Tobacco leaf position is closely associated with its quality whose material basis is the chemical components of tobacco leaf. In recent years, near-infrared (NIR) spectroscopy combined with algorithmic models has emerged as a popular method for identifying the tobacco leaf position. However, when applied to leaf position discrimination, these models often rely on principal components derived from dimensionality-reduced spectral signals, resulting in limited interpretability and difficulty in identifying key chemical components. Chemical composition data combined with algorithmic models can also be used to discriminate tobacco leaf positions. However, the acquisition of chemical components relies on traditional instrumental analytical methods. As a result, the acquisition of chemical composition data is time-consuming and labor-intensive, involving only a limited number of compounds. The study proposes a novel approach that integrates machine learning with advanced interpretability techniques for both tobacco leaf position discrimination and analysis. Based on the 70 tobacco leaf chemical components obtained using near-infrared rapid analysis technology, tobacco leaf position discrimination models were built using Support Vector Machine (SVM), Back Propagation Neural Network (BPNN), and Random Forest (RF). Particle swarm optimization (PSO) was used to optimize parameters of each model. Chemical components were analyzed for statistical significance across leaf positions, and their influence on model predictions was interpreted using SHapley Additive exPlanations (SHAP). The experimental results showed that among all models, the SVM- hybrid kernel demonstrated the most robust and accurate performance, achieving discrimination accuracies of 98.17% and 96.33% on the training and test sets, respectively. SHAP analysis provided a clear ranking of feature importance and revealed the positive and negative contributions of individual chemical components. The proposed method can be useful for position traceability and chemical feature analysis of various crops.

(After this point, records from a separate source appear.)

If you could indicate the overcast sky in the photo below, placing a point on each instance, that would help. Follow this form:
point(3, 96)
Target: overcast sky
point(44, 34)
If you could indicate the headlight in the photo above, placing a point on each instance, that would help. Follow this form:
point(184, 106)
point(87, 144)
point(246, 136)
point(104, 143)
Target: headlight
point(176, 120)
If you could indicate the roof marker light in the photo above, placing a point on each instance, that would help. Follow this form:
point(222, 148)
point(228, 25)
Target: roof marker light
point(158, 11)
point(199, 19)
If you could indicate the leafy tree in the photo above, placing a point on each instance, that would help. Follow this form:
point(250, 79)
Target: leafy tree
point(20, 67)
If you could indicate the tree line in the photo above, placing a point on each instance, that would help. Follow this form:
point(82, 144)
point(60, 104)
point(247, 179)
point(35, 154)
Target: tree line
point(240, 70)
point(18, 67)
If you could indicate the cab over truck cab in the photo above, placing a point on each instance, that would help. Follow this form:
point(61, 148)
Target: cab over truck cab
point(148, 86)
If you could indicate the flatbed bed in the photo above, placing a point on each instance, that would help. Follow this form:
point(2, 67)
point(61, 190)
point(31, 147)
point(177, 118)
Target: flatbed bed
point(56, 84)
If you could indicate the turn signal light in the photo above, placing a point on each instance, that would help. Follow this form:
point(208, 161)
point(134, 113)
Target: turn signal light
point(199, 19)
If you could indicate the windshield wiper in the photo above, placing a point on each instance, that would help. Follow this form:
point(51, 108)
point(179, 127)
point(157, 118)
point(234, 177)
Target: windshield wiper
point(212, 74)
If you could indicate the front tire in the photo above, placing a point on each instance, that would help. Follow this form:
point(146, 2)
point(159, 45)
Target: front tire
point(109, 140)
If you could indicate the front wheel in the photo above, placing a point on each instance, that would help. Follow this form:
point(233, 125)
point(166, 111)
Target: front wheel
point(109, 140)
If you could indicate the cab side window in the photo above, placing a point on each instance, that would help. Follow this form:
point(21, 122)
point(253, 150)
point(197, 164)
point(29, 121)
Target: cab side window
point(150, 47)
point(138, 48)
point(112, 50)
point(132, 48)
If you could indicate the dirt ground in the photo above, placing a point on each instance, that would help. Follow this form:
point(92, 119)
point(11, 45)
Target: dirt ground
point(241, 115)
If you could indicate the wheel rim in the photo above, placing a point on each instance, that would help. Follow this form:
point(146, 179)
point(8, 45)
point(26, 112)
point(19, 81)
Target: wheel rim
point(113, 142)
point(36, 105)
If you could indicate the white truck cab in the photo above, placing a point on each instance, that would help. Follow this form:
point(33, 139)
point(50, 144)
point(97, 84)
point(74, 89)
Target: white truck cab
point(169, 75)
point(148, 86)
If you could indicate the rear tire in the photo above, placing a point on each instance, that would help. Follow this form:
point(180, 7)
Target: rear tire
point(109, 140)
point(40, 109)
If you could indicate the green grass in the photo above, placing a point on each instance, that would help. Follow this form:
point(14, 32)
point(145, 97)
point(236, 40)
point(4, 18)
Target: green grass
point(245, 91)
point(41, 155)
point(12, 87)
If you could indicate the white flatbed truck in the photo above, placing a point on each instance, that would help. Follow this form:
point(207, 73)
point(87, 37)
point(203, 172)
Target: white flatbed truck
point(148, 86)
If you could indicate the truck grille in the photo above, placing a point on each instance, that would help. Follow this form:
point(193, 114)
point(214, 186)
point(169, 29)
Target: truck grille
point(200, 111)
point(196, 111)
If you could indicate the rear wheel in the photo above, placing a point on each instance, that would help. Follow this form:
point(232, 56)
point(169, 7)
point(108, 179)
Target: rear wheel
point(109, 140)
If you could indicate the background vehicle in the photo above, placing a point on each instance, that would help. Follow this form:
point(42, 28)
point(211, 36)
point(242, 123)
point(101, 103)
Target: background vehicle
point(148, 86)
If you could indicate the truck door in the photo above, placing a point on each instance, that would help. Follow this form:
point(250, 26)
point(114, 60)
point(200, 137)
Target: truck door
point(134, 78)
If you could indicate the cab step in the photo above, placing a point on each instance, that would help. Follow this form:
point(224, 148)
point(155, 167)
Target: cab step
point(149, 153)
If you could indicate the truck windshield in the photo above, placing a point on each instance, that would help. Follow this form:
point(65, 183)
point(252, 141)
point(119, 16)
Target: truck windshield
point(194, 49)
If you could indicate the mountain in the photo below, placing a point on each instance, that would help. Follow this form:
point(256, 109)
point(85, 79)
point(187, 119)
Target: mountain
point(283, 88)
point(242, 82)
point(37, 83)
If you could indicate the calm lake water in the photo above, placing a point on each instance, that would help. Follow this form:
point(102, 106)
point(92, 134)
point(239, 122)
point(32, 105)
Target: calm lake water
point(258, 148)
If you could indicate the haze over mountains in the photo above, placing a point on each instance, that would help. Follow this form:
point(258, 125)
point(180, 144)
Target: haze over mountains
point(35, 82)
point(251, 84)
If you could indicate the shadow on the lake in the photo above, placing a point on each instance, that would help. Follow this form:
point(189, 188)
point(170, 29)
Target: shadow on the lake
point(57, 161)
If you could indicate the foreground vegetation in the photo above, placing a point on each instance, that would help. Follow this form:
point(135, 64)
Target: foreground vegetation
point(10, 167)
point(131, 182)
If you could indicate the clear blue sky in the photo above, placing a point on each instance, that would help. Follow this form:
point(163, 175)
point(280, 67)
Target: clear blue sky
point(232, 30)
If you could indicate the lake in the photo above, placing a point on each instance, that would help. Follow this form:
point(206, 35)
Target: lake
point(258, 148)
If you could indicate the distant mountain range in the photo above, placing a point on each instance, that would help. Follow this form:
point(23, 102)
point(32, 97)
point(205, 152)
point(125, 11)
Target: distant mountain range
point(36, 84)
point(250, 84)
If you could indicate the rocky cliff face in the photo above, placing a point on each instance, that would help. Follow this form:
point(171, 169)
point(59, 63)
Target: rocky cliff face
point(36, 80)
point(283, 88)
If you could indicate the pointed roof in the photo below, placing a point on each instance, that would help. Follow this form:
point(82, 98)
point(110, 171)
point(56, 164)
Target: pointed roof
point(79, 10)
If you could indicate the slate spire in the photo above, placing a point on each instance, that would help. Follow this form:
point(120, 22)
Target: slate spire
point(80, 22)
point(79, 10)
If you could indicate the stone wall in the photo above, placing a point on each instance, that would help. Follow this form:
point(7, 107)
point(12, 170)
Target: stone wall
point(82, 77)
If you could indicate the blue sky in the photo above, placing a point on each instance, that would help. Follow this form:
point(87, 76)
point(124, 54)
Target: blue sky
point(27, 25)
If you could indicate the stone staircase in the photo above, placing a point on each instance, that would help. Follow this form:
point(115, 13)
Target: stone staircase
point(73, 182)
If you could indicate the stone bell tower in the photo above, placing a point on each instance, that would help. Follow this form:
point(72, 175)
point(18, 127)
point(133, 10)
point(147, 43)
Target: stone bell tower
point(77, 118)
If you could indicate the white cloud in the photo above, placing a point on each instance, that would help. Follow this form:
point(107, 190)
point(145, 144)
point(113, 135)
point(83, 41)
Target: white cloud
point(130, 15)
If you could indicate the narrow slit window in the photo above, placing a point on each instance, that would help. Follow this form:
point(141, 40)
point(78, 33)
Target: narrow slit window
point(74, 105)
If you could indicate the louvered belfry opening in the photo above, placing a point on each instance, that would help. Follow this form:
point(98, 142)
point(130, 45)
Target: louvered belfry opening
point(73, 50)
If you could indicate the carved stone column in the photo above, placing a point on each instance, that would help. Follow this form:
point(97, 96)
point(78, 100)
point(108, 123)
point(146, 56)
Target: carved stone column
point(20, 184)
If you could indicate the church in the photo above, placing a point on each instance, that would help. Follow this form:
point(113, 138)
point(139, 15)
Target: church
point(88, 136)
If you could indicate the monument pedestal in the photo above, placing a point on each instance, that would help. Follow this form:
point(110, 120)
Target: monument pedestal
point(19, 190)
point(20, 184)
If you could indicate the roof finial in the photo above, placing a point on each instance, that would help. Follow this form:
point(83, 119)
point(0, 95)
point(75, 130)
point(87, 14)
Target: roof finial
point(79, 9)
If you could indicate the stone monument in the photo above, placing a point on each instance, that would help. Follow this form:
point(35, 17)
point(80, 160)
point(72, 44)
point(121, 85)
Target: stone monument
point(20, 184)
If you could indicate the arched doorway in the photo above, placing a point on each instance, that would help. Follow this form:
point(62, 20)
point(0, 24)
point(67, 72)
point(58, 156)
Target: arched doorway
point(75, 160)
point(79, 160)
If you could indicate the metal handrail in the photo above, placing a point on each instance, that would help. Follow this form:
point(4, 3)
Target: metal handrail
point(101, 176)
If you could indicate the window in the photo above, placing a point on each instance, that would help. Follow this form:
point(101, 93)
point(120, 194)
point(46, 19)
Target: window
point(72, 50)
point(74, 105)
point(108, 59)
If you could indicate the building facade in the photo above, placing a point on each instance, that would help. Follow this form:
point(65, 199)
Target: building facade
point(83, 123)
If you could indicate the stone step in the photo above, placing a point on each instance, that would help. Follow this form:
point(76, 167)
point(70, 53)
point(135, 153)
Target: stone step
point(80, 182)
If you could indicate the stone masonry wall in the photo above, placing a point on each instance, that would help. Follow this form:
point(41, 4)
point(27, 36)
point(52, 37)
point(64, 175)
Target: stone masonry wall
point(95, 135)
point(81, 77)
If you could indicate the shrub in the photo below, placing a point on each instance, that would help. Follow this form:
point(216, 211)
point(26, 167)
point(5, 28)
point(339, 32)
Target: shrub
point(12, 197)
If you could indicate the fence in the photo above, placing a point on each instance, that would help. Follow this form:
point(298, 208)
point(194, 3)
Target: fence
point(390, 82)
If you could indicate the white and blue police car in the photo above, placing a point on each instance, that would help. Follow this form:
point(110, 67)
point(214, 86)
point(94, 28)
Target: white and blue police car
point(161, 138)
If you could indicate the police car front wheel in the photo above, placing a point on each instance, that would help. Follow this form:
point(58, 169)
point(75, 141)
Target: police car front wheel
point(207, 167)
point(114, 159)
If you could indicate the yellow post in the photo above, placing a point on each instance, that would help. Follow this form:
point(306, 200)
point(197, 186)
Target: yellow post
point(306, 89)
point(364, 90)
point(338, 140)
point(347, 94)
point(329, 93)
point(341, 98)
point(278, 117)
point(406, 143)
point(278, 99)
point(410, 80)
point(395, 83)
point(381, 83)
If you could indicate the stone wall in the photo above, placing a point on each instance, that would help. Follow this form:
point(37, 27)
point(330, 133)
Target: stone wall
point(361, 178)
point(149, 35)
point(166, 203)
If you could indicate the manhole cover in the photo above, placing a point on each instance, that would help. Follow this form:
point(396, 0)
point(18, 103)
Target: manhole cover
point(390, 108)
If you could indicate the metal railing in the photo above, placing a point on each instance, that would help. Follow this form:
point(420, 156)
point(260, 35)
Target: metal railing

烟叶部位与其品质密切相关,其物质基础是烟叶的化学成分。近年来,近红外(NIR)光谱结合算法模型已成为识别烟叶部位的常用方法。然而,在应用于叶片部位判别时,这些模型通常依赖于从降维光谱信号中导出的主成分,导致解释性有限,难以识别关键化学成分。化学成分数据结合算法模型也可用于判别烟叶部位。然而,化学成分的获取依赖于传统的仪器分析方法。因此,化学成分数据的获取既耗时又费力,且涉及的化合物数量有限。本研究提出了一种将机器学习与先进的可解释性技术相结合的新方法,用于烟叶部位判别和分析。基于近红外快速分析技术获得的70种烟叶化学成分,使用支持向量机(SVM)、反向传播神经网络(BPNN)和随机森林(RF)建立了烟叶部位判别模型。采用粒子群优化(PSO)对各模型的参数进行优化。分析了不同叶位化学成分的统计显著性,并使用SHapley Additive exPlanations(SHAP)解释了它们对模型预测的影响。实验结果表明,在所有模型中,SVM混合核表现出最强健和准确的性能,在训练集和测试集上的判别准确率分别达到98.17%和96.33%。SHAP分析提供了特征重要性的清晰排序,并揭示了单个化学成分的正负贡献。该方法可用于各种作物的部位溯源和化学特征分析。